Microsoft Corp. on Thursday said that an investigation by Korea's antitrust watchdog could lead to the withdrawal of Windows from the country, or to delays in introducing new versions of the operating system there.

Microsoft's competitive practices have been under investigation by the Korean Fair Trade Commission (search), which is looking into the company's inclusion into Windows of streaming media and instant messenger technology.

The Redmond, Wash.-based software giant has faced legal and regulatory antitrust actions worldwide because of its decisions to include various services in its operating system.

Earlier this month, Microsoft agreed to settle an antitrust lawsuit with RealNetworks Inc. by paying up to $761 million in cash and services.

The Korean Fair Trade Commission said at the time that the RealNetworks settlement wouldn't have any effect on its investigation into Microsoft.

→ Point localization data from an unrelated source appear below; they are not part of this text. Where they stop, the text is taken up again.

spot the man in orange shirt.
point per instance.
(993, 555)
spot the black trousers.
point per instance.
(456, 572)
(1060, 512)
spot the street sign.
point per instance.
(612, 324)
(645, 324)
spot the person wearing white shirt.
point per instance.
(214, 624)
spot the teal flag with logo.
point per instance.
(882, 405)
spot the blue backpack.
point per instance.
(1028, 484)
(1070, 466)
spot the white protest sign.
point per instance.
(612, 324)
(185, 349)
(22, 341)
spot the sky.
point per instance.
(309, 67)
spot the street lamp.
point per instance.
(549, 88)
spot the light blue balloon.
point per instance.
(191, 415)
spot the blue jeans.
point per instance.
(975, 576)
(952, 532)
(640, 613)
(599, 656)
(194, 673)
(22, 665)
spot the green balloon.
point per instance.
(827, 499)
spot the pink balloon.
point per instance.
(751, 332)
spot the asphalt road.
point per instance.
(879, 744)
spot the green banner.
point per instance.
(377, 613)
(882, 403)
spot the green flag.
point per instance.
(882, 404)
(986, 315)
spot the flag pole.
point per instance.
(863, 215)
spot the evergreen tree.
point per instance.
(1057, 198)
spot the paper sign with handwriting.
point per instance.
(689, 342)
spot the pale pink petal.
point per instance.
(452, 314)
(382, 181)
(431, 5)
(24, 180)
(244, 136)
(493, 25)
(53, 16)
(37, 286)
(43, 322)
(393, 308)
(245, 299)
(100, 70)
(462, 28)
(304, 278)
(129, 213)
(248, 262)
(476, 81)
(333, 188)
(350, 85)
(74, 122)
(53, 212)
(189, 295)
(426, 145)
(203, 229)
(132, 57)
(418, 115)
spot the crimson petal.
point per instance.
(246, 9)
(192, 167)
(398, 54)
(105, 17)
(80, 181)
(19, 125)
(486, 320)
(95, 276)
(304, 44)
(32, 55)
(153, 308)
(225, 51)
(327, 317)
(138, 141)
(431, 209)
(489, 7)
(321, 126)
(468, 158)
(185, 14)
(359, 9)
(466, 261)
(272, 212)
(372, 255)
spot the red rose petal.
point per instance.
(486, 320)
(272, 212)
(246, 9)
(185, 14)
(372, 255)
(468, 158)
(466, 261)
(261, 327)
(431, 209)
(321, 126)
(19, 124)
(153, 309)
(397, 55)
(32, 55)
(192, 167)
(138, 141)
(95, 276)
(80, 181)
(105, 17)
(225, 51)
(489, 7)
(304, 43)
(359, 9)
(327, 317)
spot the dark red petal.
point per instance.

Seattle-based RealNetworks was among the companies that had filed complaints against Microsoft in Korea.

In its quarterly report filed Thursday with the Securities and Exchange Commission (search), Microsoft said the Korean commission could require the company to remove code or redesign Windows uniquely for the Korean market.

If that happened, "it might be necessary to withdraw Windows from the Korean market or delay offering new versions in Korea," the company said in the filing.

In morning trading Friday, Microsoft shares gained 49 cents, or 2 percent, to $25.34 on the Nasdaq Stock Market (search).